Cheque pré-datado. Cheque nominal. Quem perdeu neste processo? Adivinhou. Nós,
contribuintes.

Neste processo de resolver o simples problema de qualidade de vida do brasileiro


apareceu outra panacéia. E assim o brasileiro começou a entender o significado de mais
uma palavra. Essa é devastadora. Reforma. Somente com reforma o país vai crescer.
Esse é o lema. E nada mais nobre do que começar com a reforma das reformas:
constituição. Como disse um dos nossos parlamentares recentemente “uma constituição
tem que ser modificada para se adaptar a modernidade dos tempos e facilitar o
desenvolvimento”. Um artigo aqui, outro ali, e de acordo com uma declaração recente
de um ministro da justiça, tivemos mais de um artigo introduzido na constituição sem a
respectiva votação. Mas isso não é importante, pois o que os nossos representantes no
congresso mais gostam de fazer é alterar a constituição. Pois somente com reformas o
Brasil irá progredir. Só não sabemos quantas reformas serão necessárias. De PEC em
PEC vamos TOP TOP. Até PEC Paralela estão inventando. Por que os presidentes no
dia da posse juram cumprir a constituição e a primeira coisa que fazem é propor
alterações na constituição? Talvez pelo “respeito aos direitos do cidadão zero”.

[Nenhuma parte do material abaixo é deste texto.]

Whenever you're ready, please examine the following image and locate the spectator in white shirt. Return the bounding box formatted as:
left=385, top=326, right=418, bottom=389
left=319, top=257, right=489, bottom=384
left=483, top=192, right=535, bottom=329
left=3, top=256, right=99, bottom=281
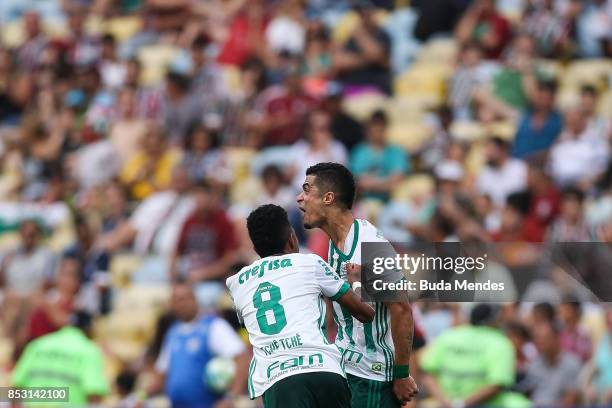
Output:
left=549, top=108, right=610, bottom=186
left=476, top=137, right=527, bottom=208
left=290, top=110, right=347, bottom=191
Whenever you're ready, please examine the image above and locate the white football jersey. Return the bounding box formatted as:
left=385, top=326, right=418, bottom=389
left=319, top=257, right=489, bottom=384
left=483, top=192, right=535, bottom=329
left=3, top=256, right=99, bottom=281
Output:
left=328, top=219, right=395, bottom=381
left=226, top=254, right=349, bottom=398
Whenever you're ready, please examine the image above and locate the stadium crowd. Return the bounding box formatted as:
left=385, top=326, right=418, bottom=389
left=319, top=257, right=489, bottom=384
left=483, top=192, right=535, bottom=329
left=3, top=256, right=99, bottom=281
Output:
left=0, top=0, right=612, bottom=407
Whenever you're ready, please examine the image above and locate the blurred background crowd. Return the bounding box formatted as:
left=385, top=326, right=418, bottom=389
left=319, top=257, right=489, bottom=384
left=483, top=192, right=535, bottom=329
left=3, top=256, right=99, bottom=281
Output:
left=0, top=0, right=612, bottom=407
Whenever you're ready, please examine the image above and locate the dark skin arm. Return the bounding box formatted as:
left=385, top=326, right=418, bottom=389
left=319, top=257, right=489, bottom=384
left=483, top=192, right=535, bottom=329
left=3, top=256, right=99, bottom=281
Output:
left=386, top=301, right=419, bottom=402
left=346, top=264, right=419, bottom=403
left=337, top=289, right=374, bottom=323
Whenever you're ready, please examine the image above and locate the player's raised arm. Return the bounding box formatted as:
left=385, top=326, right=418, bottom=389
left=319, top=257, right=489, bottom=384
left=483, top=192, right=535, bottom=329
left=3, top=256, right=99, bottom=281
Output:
left=334, top=288, right=374, bottom=323
left=315, top=256, right=374, bottom=323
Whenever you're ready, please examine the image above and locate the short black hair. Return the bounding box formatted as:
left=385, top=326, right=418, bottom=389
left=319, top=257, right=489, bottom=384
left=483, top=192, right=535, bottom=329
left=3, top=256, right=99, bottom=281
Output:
left=470, top=303, right=500, bottom=326
left=166, top=71, right=191, bottom=92
left=537, top=79, right=559, bottom=95
left=261, top=164, right=283, bottom=182
left=580, top=84, right=598, bottom=98
left=306, top=163, right=355, bottom=210
left=561, top=186, right=584, bottom=203
left=247, top=204, right=291, bottom=258
left=487, top=136, right=510, bottom=152
left=368, top=109, right=389, bottom=126
left=562, top=295, right=582, bottom=316
left=533, top=302, right=557, bottom=322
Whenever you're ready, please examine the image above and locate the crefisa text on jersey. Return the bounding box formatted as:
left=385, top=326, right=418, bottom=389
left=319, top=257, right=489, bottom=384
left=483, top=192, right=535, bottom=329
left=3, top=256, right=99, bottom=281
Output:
left=372, top=279, right=505, bottom=291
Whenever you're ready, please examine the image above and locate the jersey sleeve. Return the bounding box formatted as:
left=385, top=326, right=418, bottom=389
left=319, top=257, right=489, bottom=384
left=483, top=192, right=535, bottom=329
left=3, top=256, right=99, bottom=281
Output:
left=314, top=255, right=350, bottom=300
left=208, top=317, right=245, bottom=358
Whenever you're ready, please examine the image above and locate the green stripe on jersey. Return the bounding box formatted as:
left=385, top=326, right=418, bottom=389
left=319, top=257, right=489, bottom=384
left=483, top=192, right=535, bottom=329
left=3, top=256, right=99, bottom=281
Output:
left=363, top=322, right=376, bottom=353
left=247, top=357, right=256, bottom=399
left=340, top=306, right=355, bottom=346
left=332, top=307, right=344, bottom=340
left=375, top=303, right=391, bottom=381
left=318, top=296, right=329, bottom=344
left=382, top=305, right=395, bottom=381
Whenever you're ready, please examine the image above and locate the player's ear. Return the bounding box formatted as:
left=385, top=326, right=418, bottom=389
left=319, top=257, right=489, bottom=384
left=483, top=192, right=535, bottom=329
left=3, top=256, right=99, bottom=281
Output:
left=323, top=191, right=336, bottom=205
left=287, top=228, right=300, bottom=254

Depois desta primeira reforma os ataques aos brasileiros ficaram sofisticados.


Entendam. Sofisticados, mas não dificeis. Maquiavélicos. Era uma vez uma ministra
que queria ver o “povo sem dinheiro” e criou um golpe que deixou todos os brasileiros
com “50 dinheiros – quase no zero”. É claro que rapidamente foram criadas exceções
para permitirem que os amigos do imperador sacassem sobre os depósitos bloqueados.
E o povão que só preenchia a condição de contribuinte ficou com zero de dinheiro.
Parado. Esperneando. E, ai, ele aprendeu que deveria a tratar o seu cãozinho como
humano, pois era o único que não o enganava, pois conforme as palavras de um certo
ministro em um programa de televisão...”o que é bom a gente fatura e o que é ruim a
gente esconde”. Entre um maquiavelismo e outro foi lembrado que a inflação de um
mês foi quase 100% e a poupancinha do contribuinte foi “zero”. Temos agora empresas
especializadas em recuperar essa diferença. É claro, com uma pequena remuneração
pelos serviços prestados. Durante todo esse tempo, no bolso de quem esse dinheiro
esteve?

Então, o mais sofisticado e orquestrado plano “estado zero” ou “estado no zero” onde o
poder econômico manda e desmanda foi participado ao brasileiro. Inclusive se acontecer
algum descuido... a escravidão será aceita. Aliás, parece que já vem sendo praticada por
algumas pessoas notáveis como experimento. Vamos vender as estatais e com esse
dinheiro pagar as dívidas e melhorar a qualidade de vida dos brasileiros. Começaram o
plano. Aprovaram as vendas e venderam. O patrimônio construído com o dinheiro do
contribuinte e que era de muitos ficou com poucos. E o povo. Ficou com a conta. Com
uma enorme conta no fim de cada mês com as tarifas indexadas em dolar e com seu
salário cada vez menor. E o brasileiro que de global só entendia das conversas comuns,
em todos os rincões do Brasil, das novelas das 8 passou a conviver com uma nova
palavra: globalização. E entendeu perfeitamente o significado da globalização.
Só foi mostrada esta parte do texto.